Back to Robot Intelligence

5.3.4 Testing & Validation

Verifies RI-1 to RI-8
Validation CDE Fair Tests 8/8 Pass Limitations

The Robot Intelligence subsystem was validated through model performance and interpretability, early prototype deployment at the CDE AI Fair, comprehensive automated testing, and final system validation on the full robot with real hardware.

V-Model alignment. Following the Systems Engineering V-Model introduced in Section 3.2, this page corresponds to the right side of the V, where each Robot Intelligence requirement (RI-1 through RI-8) is closed against a concrete verification activity. Unit and integration tests verify the lower levels of the V (individual components and cross-module communication), the CDE AI Fair served as an integration-level test that surfaced real-world issues, and the full robot test with real camera, IMU, and motors closes the system-level verification. Section 5.3.4.7 Verification Summary ties every requirement to its result.

5.3.4.1 Model Validation & Interpretability

RI-3

This section presents how well the final model performs and provides visual evidence of what the model has learned internally. The goal is to verify that the model is making decisions for the right reasons, not just memorising patterns.

Overall Performance

Final Model (v11), Headline Results
96.8%
validation accuracy
on an unseen person
94.2%
macro F1-score
(class-balanced)
7 / 221
samples misclassified
on the validation set

Macro F1 averages F1 across all classes equally regardless of class size, which is a fairer measure than raw accuracy when classes are imbalanced.
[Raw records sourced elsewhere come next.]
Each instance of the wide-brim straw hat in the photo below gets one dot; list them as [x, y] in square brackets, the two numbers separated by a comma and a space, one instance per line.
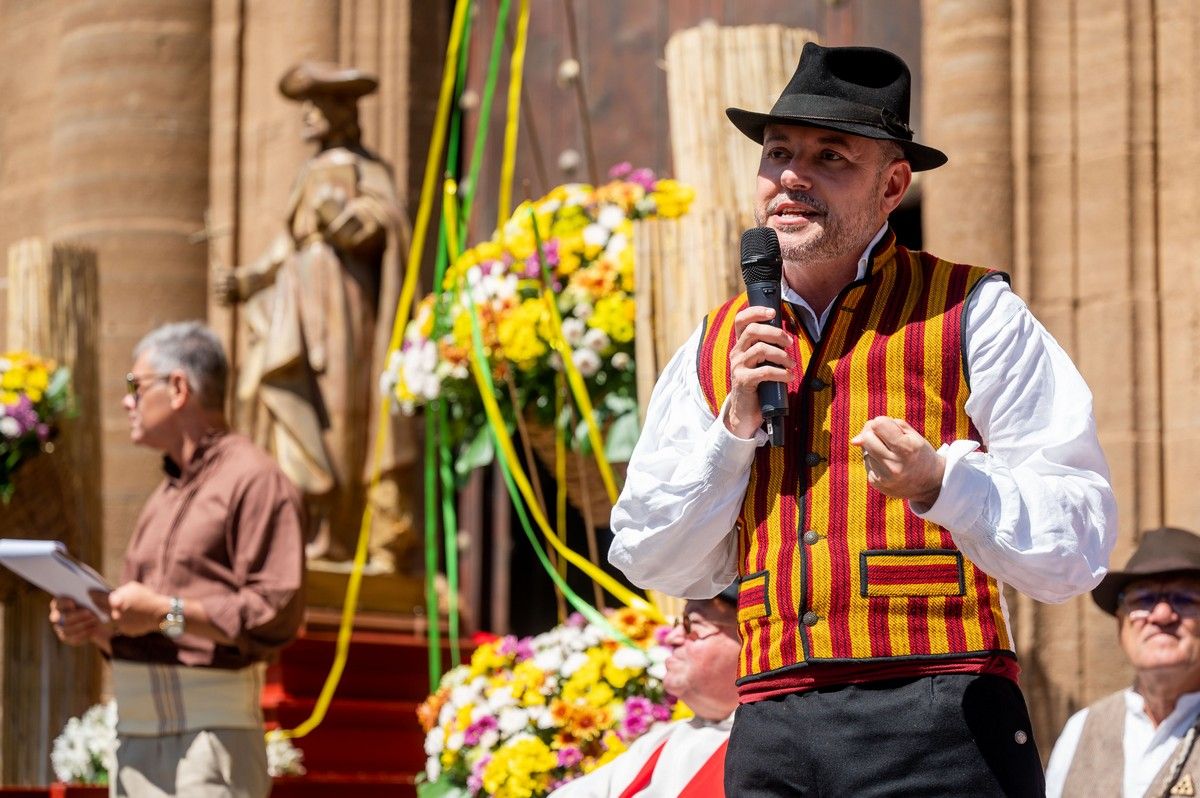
[859, 90]
[1165, 552]
[310, 79]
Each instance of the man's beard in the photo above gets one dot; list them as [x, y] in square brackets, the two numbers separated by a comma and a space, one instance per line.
[839, 235]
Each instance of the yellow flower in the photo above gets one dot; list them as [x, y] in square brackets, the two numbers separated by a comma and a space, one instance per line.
[616, 316]
[527, 681]
[522, 334]
[671, 198]
[520, 769]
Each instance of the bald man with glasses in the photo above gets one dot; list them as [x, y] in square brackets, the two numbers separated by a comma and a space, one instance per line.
[1156, 721]
[684, 759]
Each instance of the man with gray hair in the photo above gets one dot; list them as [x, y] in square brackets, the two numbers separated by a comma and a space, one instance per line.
[211, 585]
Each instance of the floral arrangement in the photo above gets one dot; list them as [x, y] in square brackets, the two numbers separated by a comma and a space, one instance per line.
[83, 753]
[527, 715]
[34, 395]
[587, 261]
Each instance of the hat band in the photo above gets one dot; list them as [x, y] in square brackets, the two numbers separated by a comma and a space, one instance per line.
[833, 109]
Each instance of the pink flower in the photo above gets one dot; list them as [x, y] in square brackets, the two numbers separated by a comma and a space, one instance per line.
[475, 731]
[569, 756]
[618, 171]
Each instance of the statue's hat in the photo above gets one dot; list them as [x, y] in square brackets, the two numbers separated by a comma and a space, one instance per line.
[310, 79]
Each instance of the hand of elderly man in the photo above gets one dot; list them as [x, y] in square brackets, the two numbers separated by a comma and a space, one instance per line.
[76, 625]
[899, 461]
[759, 355]
[137, 610]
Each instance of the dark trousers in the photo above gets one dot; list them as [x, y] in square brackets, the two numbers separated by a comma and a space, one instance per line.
[954, 736]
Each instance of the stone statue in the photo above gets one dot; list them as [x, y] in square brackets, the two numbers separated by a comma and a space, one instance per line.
[318, 312]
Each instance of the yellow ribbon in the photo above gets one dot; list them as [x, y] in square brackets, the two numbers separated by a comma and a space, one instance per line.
[516, 70]
[505, 449]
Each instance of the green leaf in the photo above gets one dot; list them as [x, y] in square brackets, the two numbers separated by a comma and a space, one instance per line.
[441, 789]
[622, 437]
[477, 454]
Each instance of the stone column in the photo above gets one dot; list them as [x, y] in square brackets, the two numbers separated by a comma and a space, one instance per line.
[1090, 97]
[969, 111]
[130, 144]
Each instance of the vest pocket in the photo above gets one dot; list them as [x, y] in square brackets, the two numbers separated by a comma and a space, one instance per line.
[754, 599]
[921, 571]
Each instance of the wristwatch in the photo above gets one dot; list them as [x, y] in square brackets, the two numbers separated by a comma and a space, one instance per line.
[172, 624]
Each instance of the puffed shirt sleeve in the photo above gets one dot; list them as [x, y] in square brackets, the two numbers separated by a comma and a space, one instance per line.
[1063, 753]
[1036, 509]
[673, 522]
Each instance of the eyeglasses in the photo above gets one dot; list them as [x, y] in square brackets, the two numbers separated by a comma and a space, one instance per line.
[1139, 604]
[690, 630]
[133, 383]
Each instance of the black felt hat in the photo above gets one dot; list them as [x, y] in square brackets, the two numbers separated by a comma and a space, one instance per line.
[1163, 552]
[859, 90]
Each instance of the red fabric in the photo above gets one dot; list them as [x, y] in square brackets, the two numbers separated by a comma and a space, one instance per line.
[643, 777]
[823, 676]
[709, 780]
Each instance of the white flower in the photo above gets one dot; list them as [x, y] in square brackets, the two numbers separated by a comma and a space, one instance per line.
[627, 657]
[549, 660]
[9, 426]
[587, 361]
[282, 757]
[83, 753]
[573, 664]
[597, 340]
[513, 720]
[489, 739]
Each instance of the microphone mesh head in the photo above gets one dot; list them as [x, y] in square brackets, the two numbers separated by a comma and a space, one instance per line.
[761, 261]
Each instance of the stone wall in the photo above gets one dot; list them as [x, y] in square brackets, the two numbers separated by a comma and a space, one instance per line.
[1071, 130]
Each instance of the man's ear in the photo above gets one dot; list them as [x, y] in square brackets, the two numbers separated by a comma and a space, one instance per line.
[898, 179]
[180, 390]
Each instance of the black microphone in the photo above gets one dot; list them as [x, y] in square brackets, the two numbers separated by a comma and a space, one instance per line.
[762, 269]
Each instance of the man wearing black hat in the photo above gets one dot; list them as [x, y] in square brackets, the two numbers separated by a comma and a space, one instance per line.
[939, 444]
[1156, 600]
[684, 759]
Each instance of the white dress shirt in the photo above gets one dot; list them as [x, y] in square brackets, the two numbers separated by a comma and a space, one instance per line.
[689, 745]
[1146, 748]
[1036, 510]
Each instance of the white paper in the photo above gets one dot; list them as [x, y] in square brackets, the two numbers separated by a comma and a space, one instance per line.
[47, 564]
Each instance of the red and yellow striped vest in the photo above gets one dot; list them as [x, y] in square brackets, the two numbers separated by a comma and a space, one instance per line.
[832, 570]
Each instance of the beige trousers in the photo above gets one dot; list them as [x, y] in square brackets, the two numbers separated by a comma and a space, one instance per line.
[207, 763]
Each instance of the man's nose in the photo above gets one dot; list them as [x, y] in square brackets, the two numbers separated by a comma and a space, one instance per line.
[796, 175]
[1163, 612]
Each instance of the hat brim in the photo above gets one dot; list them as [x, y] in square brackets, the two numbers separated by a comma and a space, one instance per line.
[753, 124]
[1108, 592]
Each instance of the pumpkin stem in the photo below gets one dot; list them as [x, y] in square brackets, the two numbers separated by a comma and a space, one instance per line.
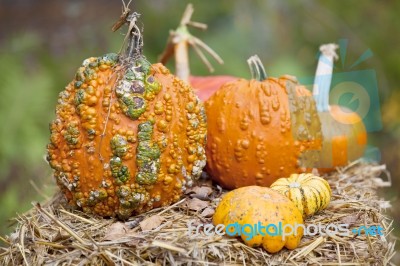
[323, 76]
[133, 38]
[178, 45]
[257, 68]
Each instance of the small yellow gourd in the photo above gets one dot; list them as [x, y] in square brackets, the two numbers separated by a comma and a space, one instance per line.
[309, 193]
[254, 206]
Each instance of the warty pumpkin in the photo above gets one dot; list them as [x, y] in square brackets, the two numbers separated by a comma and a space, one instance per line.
[253, 205]
[345, 136]
[309, 193]
[260, 129]
[128, 135]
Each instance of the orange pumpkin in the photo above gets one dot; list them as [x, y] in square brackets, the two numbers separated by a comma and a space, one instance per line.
[205, 86]
[260, 130]
[128, 136]
[345, 136]
[253, 206]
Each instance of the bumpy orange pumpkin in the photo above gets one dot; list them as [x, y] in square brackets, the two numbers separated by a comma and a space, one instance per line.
[128, 136]
[260, 130]
[309, 193]
[254, 206]
[345, 136]
[205, 86]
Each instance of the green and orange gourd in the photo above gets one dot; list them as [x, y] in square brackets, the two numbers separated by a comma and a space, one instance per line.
[128, 135]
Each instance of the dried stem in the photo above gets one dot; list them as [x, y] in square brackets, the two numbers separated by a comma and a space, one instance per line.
[178, 45]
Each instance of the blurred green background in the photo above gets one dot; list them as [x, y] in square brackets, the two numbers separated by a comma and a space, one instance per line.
[43, 42]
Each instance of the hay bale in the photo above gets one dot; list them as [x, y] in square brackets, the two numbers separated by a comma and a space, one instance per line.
[54, 234]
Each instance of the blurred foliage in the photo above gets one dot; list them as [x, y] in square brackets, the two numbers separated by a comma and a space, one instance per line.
[42, 43]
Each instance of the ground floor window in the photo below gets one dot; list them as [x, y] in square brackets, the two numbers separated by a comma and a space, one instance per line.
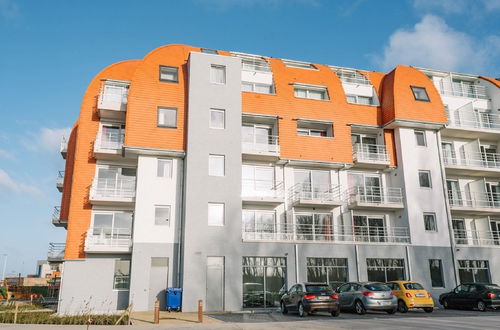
[264, 281]
[474, 271]
[327, 270]
[121, 278]
[384, 270]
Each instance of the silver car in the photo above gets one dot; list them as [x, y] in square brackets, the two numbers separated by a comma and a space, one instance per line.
[363, 296]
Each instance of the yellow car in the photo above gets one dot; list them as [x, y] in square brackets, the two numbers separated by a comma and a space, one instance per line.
[411, 295]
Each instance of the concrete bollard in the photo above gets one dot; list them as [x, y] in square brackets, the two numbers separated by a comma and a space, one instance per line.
[200, 311]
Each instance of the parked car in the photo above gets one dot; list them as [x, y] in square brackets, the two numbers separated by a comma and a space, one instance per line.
[472, 295]
[411, 295]
[309, 298]
[362, 296]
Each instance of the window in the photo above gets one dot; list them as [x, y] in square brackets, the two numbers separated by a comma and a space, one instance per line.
[121, 276]
[167, 117]
[424, 178]
[169, 73]
[384, 270]
[216, 165]
[430, 222]
[217, 74]
[420, 93]
[420, 137]
[215, 214]
[164, 168]
[436, 269]
[162, 215]
[217, 119]
[311, 92]
[358, 99]
[327, 270]
[314, 128]
[474, 271]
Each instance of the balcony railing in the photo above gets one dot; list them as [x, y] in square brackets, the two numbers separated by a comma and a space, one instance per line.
[319, 192]
[271, 146]
[474, 200]
[116, 188]
[262, 189]
[476, 237]
[375, 195]
[472, 159]
[56, 251]
[370, 153]
[108, 239]
[307, 232]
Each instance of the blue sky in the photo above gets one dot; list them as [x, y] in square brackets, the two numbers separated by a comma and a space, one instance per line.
[50, 50]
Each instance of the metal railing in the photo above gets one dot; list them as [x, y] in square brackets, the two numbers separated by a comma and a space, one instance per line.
[317, 192]
[254, 146]
[325, 233]
[476, 237]
[262, 188]
[120, 187]
[370, 153]
[56, 250]
[474, 200]
[110, 141]
[108, 237]
[375, 195]
[473, 159]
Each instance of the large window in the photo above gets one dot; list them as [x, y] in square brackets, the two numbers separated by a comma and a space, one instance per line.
[474, 271]
[264, 281]
[121, 277]
[327, 270]
[384, 270]
[436, 270]
[218, 74]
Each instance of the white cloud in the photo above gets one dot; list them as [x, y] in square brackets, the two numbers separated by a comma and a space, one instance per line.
[432, 43]
[9, 185]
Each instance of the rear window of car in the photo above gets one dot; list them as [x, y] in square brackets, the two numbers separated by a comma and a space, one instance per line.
[413, 286]
[377, 287]
[318, 288]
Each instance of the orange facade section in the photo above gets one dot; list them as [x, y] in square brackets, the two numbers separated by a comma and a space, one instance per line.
[84, 164]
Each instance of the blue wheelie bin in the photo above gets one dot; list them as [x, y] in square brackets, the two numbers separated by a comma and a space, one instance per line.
[174, 299]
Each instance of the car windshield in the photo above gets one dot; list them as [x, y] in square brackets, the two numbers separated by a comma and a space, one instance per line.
[318, 288]
[413, 286]
[377, 287]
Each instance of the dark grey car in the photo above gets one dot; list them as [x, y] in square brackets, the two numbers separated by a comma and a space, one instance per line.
[362, 296]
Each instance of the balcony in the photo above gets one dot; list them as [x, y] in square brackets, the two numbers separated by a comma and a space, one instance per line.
[108, 145]
[56, 218]
[264, 147]
[60, 180]
[56, 252]
[476, 238]
[321, 195]
[110, 191]
[370, 155]
[301, 232]
[482, 164]
[374, 197]
[112, 100]
[64, 147]
[262, 192]
[108, 240]
[473, 203]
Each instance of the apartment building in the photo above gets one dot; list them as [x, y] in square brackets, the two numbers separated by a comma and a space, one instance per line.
[234, 175]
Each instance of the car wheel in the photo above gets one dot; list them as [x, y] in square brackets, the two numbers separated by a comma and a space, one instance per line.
[284, 310]
[359, 308]
[302, 311]
[481, 306]
[402, 308]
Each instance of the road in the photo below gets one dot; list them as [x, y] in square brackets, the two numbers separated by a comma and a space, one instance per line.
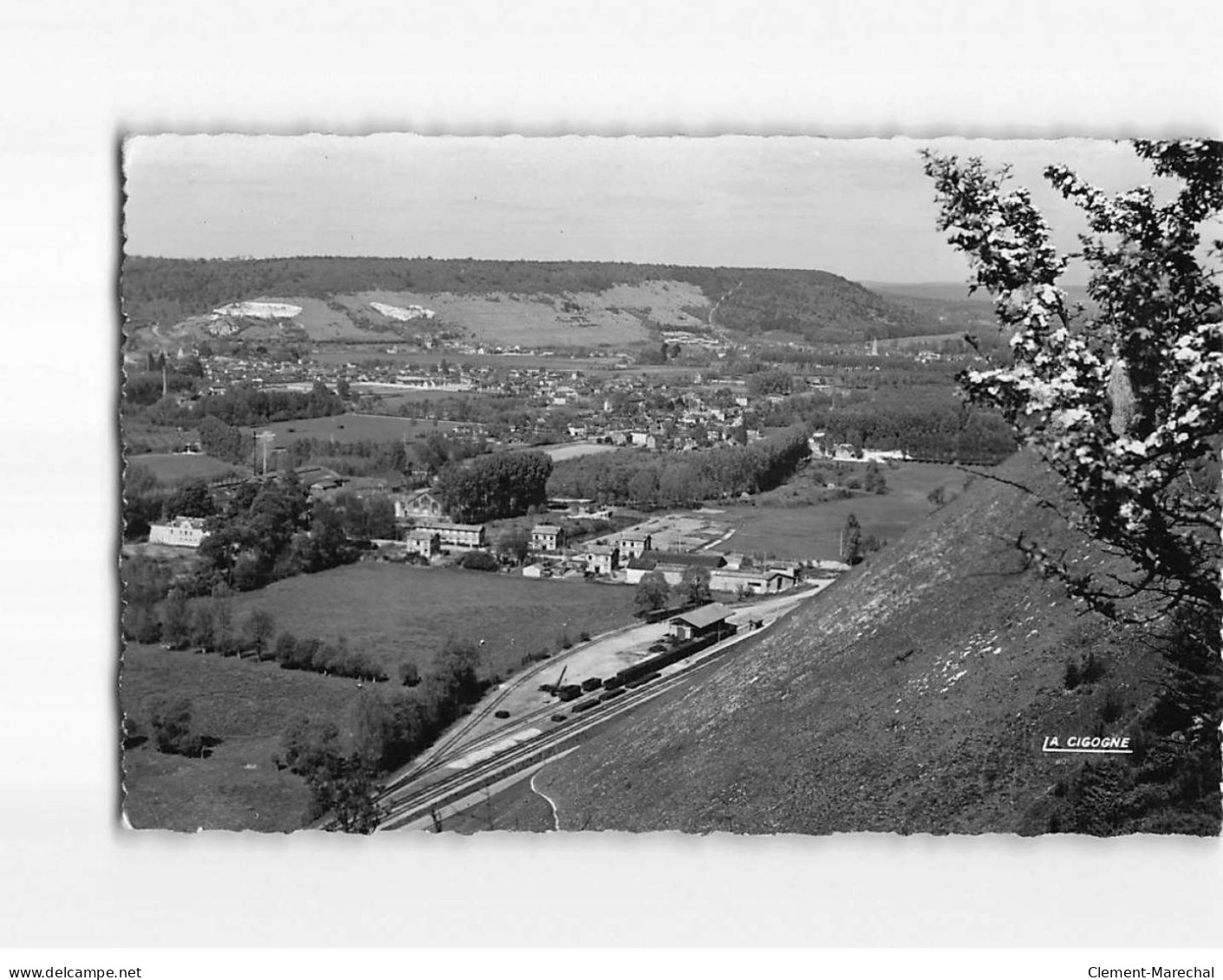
[465, 769]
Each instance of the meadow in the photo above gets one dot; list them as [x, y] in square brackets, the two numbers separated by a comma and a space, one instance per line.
[246, 705]
[175, 467]
[784, 522]
[398, 613]
[393, 613]
[350, 428]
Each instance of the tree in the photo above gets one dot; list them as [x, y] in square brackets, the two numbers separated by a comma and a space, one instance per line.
[479, 561]
[285, 650]
[454, 672]
[1124, 401]
[514, 544]
[693, 588]
[170, 724]
[176, 619]
[203, 626]
[654, 593]
[192, 499]
[259, 628]
[875, 482]
[851, 542]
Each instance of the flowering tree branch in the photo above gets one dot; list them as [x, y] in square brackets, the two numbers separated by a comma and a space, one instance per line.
[1125, 402]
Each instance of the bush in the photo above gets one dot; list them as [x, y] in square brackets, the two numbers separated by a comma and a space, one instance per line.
[1073, 675]
[170, 724]
[1112, 709]
[1092, 670]
[479, 561]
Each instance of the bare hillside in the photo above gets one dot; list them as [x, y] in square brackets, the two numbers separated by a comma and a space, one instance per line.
[913, 696]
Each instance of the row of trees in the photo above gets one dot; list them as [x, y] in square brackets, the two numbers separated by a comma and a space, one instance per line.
[253, 406]
[387, 730]
[664, 479]
[270, 530]
[504, 484]
[654, 593]
[1122, 402]
[927, 422]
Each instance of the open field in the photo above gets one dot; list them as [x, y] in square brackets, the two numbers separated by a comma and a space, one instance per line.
[927, 342]
[814, 530]
[350, 354]
[175, 467]
[393, 613]
[613, 315]
[571, 450]
[398, 613]
[350, 428]
[244, 704]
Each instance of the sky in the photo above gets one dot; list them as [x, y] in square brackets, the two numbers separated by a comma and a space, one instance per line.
[860, 208]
Model v10 reached 97.3% on the same split but had poorer live block detection, so v11 was selected for deployment after the block annotation fix.

Classification Results

The confusion matrix (left) shows where the model gets confused: each cell counts how often a true class (row) was predicted as another (column). The strong diagonal means the model is right most of the time, and the few off-diagonal cells cluster between biomechanically similar punches, left hook confused with left uppercut (both swing the left arm), and block confused with idle (both involve minimal movement).

The per-class accuracy chart (right) shows the hit rate per punch type. Most classes exceed 96%, with right hook and right uppercut at a perfect 100%. The notable exception is the block class, which is addressed in the callout below.

Block class, the hardest action to classify

Problem: block is the weakest class at 66.7%. The start of a block (arms rising from guard) looks nearly identical to the start of an uppercut (arms rising into the punch) for the first few frames.

Insight: the model only ever saw the onset of a block during training, so it had no way to disambiguate it from an uppercut without seeing the rest of the action.

Fix & live impact: the block annotation fix in 5.3.1 extended annotations to cover the full guard sequence (rise, hold, return). The validation headline number stayed in the same range, but live block reliability improved significantly, the gain came entirely from the annotation, not the model.

Training Convergence

The dashboard below tracks how the model improved during training. The loss (top-left) measures how wrong the model's predictions are, lower is better. The accuracy (top-right) shows the percentage of correct predictions on both training data (blue) and unseen validation data (pink). The gap between the two lines indicates overfitting, here the gap stays narrow, confirming the model generalises well rather than memorising training examples. The model reached its best performance at epoch 73 out of 133.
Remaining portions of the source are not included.